作者から

 新聞社で報道に携わっていた頃もフリーとなった現在も、暗いニュースが多い取材の現場でいつも気持ちをなごませ励ましてくれたのは、限りない可能性を秘めた子供たちの笑顔でした。
 貧しくとも、どこの国の子供にも負けないほど輝いていたアジアをはじめ、世界の子供たちがこのギャラリーの主人公です。
 世界には戦争や貧困の中で笑顔を奪われ、忘れた子供たちが数多く存在します。残念ながら平和と豊かさに恵まれた現在の日本にも、本来の笑顔を忘れてしまった子供たちが多くなったような気がします。

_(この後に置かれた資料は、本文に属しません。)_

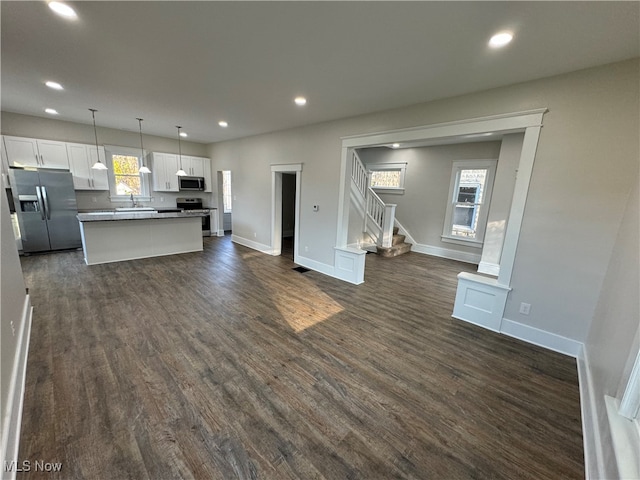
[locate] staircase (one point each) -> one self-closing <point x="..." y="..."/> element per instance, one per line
<point x="398" y="246"/>
<point x="379" y="217"/>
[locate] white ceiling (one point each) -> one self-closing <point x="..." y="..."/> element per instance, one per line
<point x="195" y="63"/>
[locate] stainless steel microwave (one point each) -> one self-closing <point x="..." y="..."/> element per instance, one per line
<point x="191" y="183"/>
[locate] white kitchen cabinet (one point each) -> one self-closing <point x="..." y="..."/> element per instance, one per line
<point x="164" y="167"/>
<point x="32" y="152"/>
<point x="81" y="159"/>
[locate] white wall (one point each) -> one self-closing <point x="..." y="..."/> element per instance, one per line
<point x="614" y="337"/>
<point x="579" y="186"/>
<point x="13" y="317"/>
<point x="422" y="208"/>
<point x="36" y="127"/>
<point x="502" y="195"/>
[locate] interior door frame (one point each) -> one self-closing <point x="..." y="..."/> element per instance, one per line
<point x="276" y="207"/>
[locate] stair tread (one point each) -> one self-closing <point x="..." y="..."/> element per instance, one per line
<point x="394" y="250"/>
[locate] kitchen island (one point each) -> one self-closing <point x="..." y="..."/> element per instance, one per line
<point x="119" y="236"/>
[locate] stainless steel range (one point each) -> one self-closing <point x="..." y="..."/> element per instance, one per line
<point x="194" y="205"/>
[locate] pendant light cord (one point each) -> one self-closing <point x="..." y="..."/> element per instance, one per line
<point x="179" y="147"/>
<point x="95" y="132"/>
<point x="141" y="146"/>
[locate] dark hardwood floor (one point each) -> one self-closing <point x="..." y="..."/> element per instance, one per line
<point x="229" y="364"/>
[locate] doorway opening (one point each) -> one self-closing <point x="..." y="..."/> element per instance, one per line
<point x="285" y="209"/>
<point x="225" y="200"/>
<point x="288" y="213"/>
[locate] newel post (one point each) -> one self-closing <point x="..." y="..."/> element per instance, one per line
<point x="387" y="224"/>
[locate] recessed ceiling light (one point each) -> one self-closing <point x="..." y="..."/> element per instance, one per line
<point x="54" y="85"/>
<point x="63" y="10"/>
<point x="500" y="39"/>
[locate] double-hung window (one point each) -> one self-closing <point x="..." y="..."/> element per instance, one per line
<point x="124" y="178"/>
<point x="387" y="177"/>
<point x="468" y="204"/>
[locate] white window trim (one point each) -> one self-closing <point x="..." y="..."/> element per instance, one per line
<point x="110" y="150"/>
<point x="380" y="167"/>
<point x="490" y="165"/>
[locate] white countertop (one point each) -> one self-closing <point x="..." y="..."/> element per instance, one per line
<point x="144" y="215"/>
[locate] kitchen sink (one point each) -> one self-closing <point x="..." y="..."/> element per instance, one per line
<point x="134" y="209"/>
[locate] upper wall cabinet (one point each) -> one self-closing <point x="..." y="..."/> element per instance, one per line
<point x="31" y="152"/>
<point x="164" y="167"/>
<point x="81" y="159"/>
<point x="198" y="167"/>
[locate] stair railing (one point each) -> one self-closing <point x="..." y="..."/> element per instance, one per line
<point x="359" y="174"/>
<point x="379" y="217"/>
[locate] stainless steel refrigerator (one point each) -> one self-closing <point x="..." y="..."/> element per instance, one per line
<point x="45" y="202"/>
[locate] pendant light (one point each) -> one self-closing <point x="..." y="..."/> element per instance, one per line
<point x="98" y="165"/>
<point x="143" y="168"/>
<point x="180" y="173"/>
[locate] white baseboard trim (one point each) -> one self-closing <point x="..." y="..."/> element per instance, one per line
<point x="438" y="251"/>
<point x="13" y="410"/>
<point x="542" y="338"/>
<point x="489" y="268"/>
<point x="593" y="453"/>
<point x="315" y="265"/>
<point x="446" y="253"/>
<point x="625" y="437"/>
<point x="253" y="245"/>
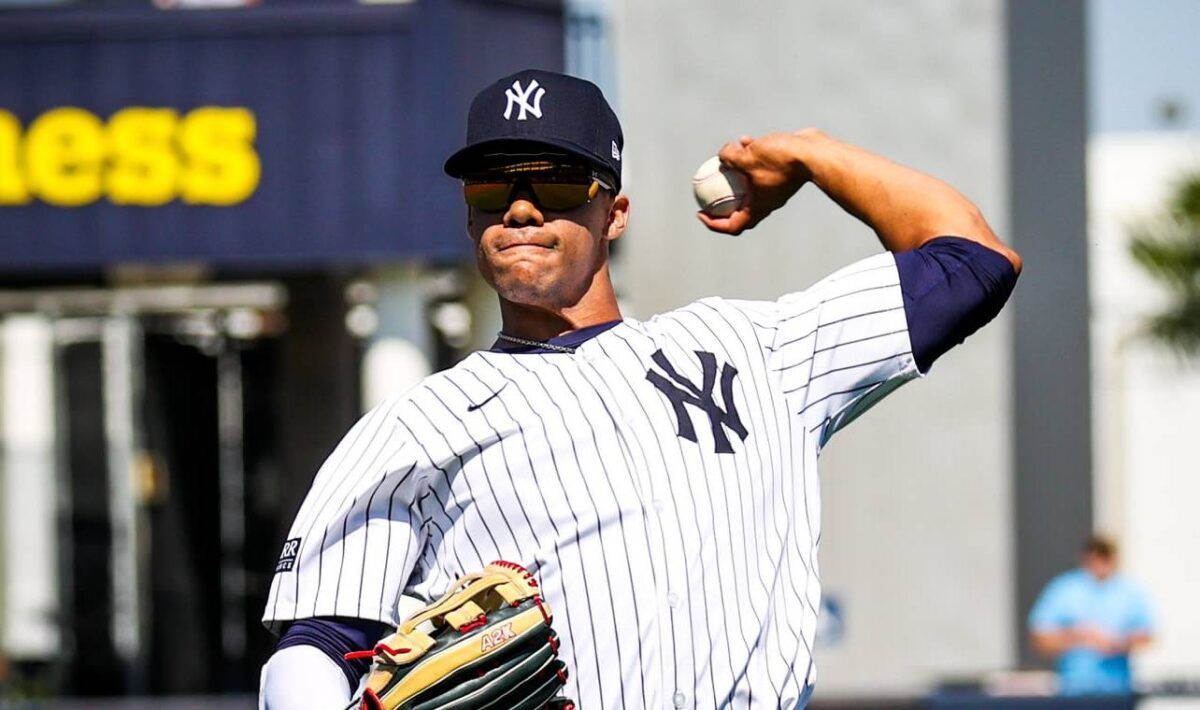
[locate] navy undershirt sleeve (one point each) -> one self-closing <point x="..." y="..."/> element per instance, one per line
<point x="337" y="636"/>
<point x="952" y="287"/>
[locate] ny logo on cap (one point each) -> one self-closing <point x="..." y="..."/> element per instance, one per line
<point x="520" y="97"/>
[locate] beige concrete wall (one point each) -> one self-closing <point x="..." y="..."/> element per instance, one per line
<point x="917" y="504"/>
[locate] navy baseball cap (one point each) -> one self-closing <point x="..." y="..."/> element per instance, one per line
<point x="534" y="112"/>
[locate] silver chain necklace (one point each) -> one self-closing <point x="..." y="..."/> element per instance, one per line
<point x="543" y="344"/>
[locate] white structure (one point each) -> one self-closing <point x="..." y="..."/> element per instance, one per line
<point x="1146" y="399"/>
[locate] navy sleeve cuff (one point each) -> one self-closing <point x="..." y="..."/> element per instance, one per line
<point x="335" y="637"/>
<point x="952" y="287"/>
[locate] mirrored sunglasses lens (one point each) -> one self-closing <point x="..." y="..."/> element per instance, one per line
<point x="562" y="196"/>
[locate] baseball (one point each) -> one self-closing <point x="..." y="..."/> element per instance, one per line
<point x="719" y="190"/>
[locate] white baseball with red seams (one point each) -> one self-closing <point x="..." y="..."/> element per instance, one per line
<point x="719" y="190"/>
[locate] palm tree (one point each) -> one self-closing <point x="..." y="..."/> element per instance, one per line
<point x="1168" y="247"/>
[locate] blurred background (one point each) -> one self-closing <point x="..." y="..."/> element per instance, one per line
<point x="225" y="234"/>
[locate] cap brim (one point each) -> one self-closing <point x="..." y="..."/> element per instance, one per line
<point x="480" y="154"/>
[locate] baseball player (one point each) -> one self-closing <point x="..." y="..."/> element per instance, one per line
<point x="659" y="477"/>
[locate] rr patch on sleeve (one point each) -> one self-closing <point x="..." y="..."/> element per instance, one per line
<point x="288" y="557"/>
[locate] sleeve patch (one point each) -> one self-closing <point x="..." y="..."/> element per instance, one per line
<point x="288" y="557"/>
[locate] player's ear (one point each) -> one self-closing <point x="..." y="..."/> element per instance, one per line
<point x="618" y="217"/>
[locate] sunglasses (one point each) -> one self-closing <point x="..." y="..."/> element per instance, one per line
<point x="553" y="191"/>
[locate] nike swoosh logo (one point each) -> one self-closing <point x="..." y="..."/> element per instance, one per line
<point x="474" y="407"/>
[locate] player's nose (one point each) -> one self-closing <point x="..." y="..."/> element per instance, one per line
<point x="522" y="212"/>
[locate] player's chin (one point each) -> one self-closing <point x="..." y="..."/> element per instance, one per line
<point x="528" y="288"/>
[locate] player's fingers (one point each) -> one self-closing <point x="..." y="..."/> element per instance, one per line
<point x="732" y="155"/>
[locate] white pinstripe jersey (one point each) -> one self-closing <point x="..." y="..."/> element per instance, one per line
<point x="660" y="481"/>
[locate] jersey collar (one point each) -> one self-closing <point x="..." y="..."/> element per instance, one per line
<point x="570" y="340"/>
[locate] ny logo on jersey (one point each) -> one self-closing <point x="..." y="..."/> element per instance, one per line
<point x="520" y="97"/>
<point x="681" y="392"/>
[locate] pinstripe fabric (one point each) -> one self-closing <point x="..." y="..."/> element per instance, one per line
<point x="679" y="575"/>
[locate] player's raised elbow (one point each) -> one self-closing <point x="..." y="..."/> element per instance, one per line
<point x="970" y="223"/>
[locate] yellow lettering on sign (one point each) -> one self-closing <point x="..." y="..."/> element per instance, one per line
<point x="64" y="156"/>
<point x="12" y="186"/>
<point x="144" y="169"/>
<point x="222" y="167"/>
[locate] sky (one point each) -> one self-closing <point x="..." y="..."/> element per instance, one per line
<point x="1140" y="54"/>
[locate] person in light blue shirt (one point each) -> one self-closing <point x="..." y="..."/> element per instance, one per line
<point x="1090" y="619"/>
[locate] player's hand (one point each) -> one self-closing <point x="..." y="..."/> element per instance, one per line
<point x="774" y="169"/>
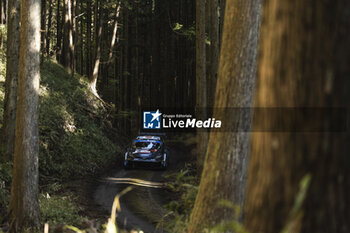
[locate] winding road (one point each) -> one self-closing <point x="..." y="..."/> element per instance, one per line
<point x="142" y="207"/>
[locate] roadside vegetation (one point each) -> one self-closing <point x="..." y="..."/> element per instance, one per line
<point x="76" y="140"/>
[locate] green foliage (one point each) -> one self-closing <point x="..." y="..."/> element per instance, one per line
<point x="5" y="182"/>
<point x="58" y="209"/>
<point x="184" y="185"/>
<point x="2" y="82"/>
<point x="72" y="126"/>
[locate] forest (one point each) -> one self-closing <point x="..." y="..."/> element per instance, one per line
<point x="264" y="83"/>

 そんな子供たちが再び笑顔を取り戻し、そしてその笑顔が絶えることのない地球にーと、願わずにはいられません。


略歴
萩原正人(はぎわら・まさと)
1942 年、東京生まれ。
64 年日本大学芸術学部写真学科卒業、産経新聞東京本社入社。
87 年よりフリー・フォトジャーナリスト。
写真集に『にっぽんの道(1) 取り残された道』
『同(2) 自然と闘う道』(現代文化研究所)。
新聞連載『地球発・育ちざかり』(日本経済新聞夕刊、95 年 4 月〜97 年 6 月)。
写真展『地球こども紀行』(富士フォトサロン/東京・名古屋・福岡など)。
新写真派協会、日本旅のペンクラブ会員。